En esta declaración, el salmista afirma cuál es su fuente de provisión: si Jesús es mi pastor nada me faltara. Nuestra fe y confianza está en Dios, el dueño de todos los recursos, espirituales y materiales. Además es el único que puede resolver nuestras necesidades.

Cuando esta verdad nos es revelada, el temor al futuro desaparece, entendiendo que si vivimos en obediencia a Dios, Él abre las ventanas de los cielos y activa las bendiciones que tenemos en Cristo hasta que sobreabunde.
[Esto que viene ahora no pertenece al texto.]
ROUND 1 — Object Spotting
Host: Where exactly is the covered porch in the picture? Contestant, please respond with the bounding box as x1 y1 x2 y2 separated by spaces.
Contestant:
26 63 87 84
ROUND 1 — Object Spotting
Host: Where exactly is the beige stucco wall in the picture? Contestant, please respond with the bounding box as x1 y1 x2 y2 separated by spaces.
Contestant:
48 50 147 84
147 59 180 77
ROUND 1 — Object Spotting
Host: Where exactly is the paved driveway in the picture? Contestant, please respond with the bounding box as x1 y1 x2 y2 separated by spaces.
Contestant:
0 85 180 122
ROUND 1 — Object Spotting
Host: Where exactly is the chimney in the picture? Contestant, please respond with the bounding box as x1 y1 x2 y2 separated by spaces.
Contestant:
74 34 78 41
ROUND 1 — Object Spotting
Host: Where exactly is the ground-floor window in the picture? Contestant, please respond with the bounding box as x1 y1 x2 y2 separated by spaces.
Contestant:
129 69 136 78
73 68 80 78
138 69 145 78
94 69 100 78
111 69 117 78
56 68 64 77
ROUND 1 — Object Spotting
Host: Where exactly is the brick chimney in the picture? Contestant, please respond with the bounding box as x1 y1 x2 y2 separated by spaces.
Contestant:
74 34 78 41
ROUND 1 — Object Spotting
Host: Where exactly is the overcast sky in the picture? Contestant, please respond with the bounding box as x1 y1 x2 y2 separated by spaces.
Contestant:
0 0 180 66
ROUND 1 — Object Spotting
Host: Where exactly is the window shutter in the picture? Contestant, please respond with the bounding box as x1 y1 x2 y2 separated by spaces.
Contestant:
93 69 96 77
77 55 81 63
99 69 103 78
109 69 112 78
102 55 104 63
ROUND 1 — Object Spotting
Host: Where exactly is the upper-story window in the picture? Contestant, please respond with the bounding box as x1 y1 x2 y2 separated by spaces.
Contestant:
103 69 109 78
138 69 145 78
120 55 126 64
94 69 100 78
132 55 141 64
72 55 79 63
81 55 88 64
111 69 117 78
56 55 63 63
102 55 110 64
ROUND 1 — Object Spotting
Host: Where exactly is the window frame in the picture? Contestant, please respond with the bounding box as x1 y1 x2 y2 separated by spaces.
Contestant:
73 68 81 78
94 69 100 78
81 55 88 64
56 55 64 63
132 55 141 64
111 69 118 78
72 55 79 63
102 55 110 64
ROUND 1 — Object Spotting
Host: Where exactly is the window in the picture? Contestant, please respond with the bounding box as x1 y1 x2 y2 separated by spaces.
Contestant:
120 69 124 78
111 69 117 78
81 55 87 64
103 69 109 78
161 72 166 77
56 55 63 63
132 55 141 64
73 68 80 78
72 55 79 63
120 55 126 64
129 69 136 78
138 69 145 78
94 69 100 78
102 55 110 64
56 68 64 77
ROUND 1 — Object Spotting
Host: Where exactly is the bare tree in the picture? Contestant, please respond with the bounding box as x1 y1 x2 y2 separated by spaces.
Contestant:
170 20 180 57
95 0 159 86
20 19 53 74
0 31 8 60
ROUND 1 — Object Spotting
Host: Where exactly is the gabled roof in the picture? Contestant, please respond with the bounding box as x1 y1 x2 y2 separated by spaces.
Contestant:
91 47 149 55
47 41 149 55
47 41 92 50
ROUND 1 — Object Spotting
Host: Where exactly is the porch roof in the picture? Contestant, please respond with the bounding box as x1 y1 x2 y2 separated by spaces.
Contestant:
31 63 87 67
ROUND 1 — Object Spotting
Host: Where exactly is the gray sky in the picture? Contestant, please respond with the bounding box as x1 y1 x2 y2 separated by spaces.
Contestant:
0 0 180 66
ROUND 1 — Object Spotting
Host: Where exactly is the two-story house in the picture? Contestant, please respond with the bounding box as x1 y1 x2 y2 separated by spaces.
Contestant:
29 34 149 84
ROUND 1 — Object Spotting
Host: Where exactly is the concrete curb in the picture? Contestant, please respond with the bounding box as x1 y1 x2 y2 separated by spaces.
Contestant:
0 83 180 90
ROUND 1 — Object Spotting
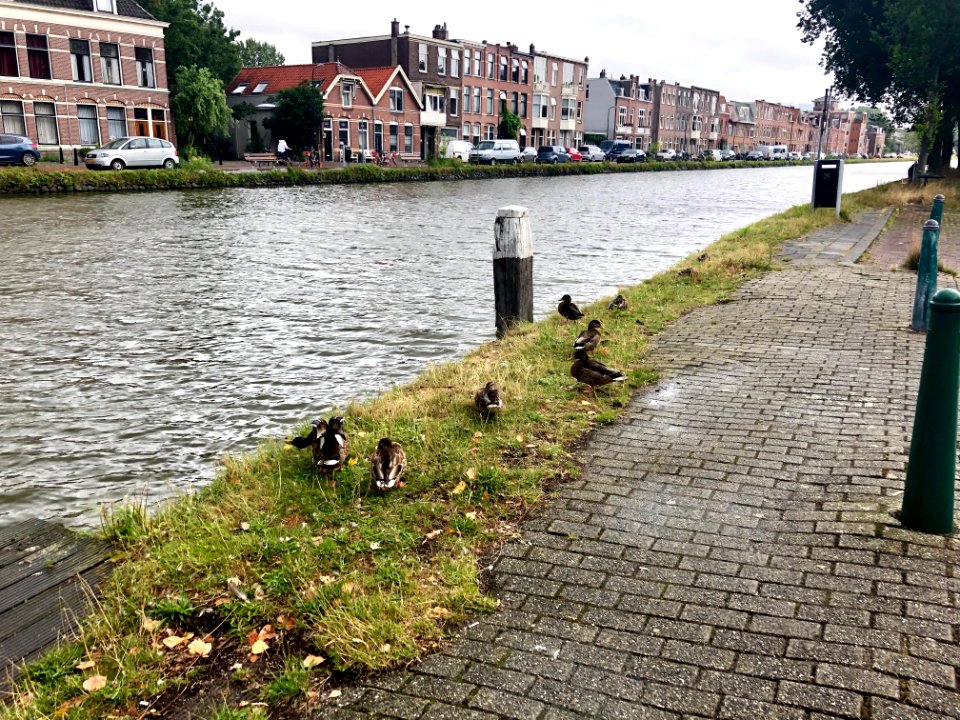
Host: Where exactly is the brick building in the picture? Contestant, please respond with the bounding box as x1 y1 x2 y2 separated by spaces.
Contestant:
0 0 173 152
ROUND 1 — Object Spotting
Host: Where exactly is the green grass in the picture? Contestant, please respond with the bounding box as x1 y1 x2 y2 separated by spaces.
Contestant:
0 176 944 720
Jesús afirmaba que no debíamos afanarnos por el mañana, que busquemos primeramente su reino y justicia, y que a causa de esto, Él proveerá todo lo que necesitamos. De esta manera, nuestra fe no está en el gobierno de turno, ni en nuestro trabajo o fuerzas humanas, sino en la provisión de Dios. “Mi Dios, pues, suplirá todo lo que os falta conforme a sus riquezas en gloria en Cristo Jesús”. Filipenses 4:19 (RVR1960)

Colosenses 2:10 nos da a entender que en Cristo estamos más que completos, porque todo se encuentra en Él. Ese es el misterio que el Padre depositó en el Hijo.

                      Para reflexionar: ¿Cuánto confía en Él? ¿Le tiene temor a la pobreza? ¿Cuál es su fuente de provisión?